Say no, Marriott holders are told Two firms advise stock owners to vote against lodging spinoff


March 06, 1998|By Kevin L. McQuaid | Kevin L. McQuaid,SUN STAFF

Two prominent stockholder advisory firms are recommending that Marriott International Inc. shareholders vote against the company's plan to spin off its lodging operations from its management services business.

Institutional Shareholder Services and Proxy Monitor base their recommendations on Bethesda-based Marriott's decision to link a shareholder vote on a proposed merger with numerous "anti-takeover provisions and management entrenchment devices."

Although ISS said Marriott's pending merger with Sodexho Alliance S.A. is attractive, the consultant contends the hotel company's bundling of the two issues leaves stockholders with a "difficult choice."

"We consider the board's bundling of anti-takeover provisions with an economically attractive merger and spin-off to be coercive to shareholders," said Mark Brockway, a senior analyst with ISS, which measures proxy issues for 500 clients worldwide and 16,000 corporate votes annually.

"While we believe the merits of the Sodexho transactions are without question, shareholders should have the opportunity to vote separately on the anti-takeover provisions," Brockway added.

Marriott shareholders will vote March 17 on whether to spin off the company's lodging, senior living and distribution businesses and merge its management services business with Sodexho's North American operation.

A new company, Sodexho Marriott Services Inc., would be the nation's largest contract services firm with annual sales of $4 billion and more than 4,800 accounts.

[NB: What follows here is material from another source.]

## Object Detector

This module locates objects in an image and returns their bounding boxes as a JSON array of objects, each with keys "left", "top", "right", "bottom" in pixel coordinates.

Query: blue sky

Proxy Monitor, a New York-based pension fund consultant, said the new Marriott would "perpetuate the anti-democratic, anti-takeover provisions that are contained in the company's present certification of incorporation."

"Proxy Monitor feels strongly that the company should take this opportunity to embrace principles that comport with today's notions of good corporate governance," wrote Desmonde Printz, Proxy Monitor senior analyst.

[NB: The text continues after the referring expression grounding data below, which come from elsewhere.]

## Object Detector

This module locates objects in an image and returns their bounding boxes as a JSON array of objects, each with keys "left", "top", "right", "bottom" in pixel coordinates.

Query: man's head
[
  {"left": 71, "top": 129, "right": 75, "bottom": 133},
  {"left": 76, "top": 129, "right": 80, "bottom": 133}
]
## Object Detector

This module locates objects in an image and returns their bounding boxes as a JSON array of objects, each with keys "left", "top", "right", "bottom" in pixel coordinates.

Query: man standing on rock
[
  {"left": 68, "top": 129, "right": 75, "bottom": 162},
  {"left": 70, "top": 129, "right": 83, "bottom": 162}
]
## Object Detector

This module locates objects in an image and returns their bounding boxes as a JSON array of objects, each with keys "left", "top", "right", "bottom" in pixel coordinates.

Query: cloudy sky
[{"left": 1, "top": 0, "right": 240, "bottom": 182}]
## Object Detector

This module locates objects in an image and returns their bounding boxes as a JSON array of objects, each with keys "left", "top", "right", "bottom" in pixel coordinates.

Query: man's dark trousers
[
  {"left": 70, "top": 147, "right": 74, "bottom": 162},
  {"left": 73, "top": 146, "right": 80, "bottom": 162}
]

Printz, like ISS, recommends that Marriott have separate votes on the Sodexho merger and the anti-takeover provisions.

The two advisers and the Hotel Employees & Restaurant Employees International, which represents thousands of the company's workers, also oppose the Marriott plan because it would help solidify Marriott family control over the company through the issuance of a new class of stock that would subordinate its existing common stock.

Marriott family members control roughly 20 percent of the company.

The enhanced anti-takeover measures include a so-called "poison pill" that kicks in when someone obtains 15 percent of Marriott's stock. Currently, the poison pill provision isn't unleashed until 20 percent of Marriott's stock is acquired.

Marriott, which contends it requires the new stock to complete acquisitions, said that despite the objections the merger and provisions will benefit shareholders.

"We reaffirm our belief that the transaction will have benefits for our shareholders, associates and customers," said Tom Marder, a Marriott spokesman.

Marder also noted that both ISS and Proxy Monitor agreed that the Sodexho merger was "economically positive for shareholders."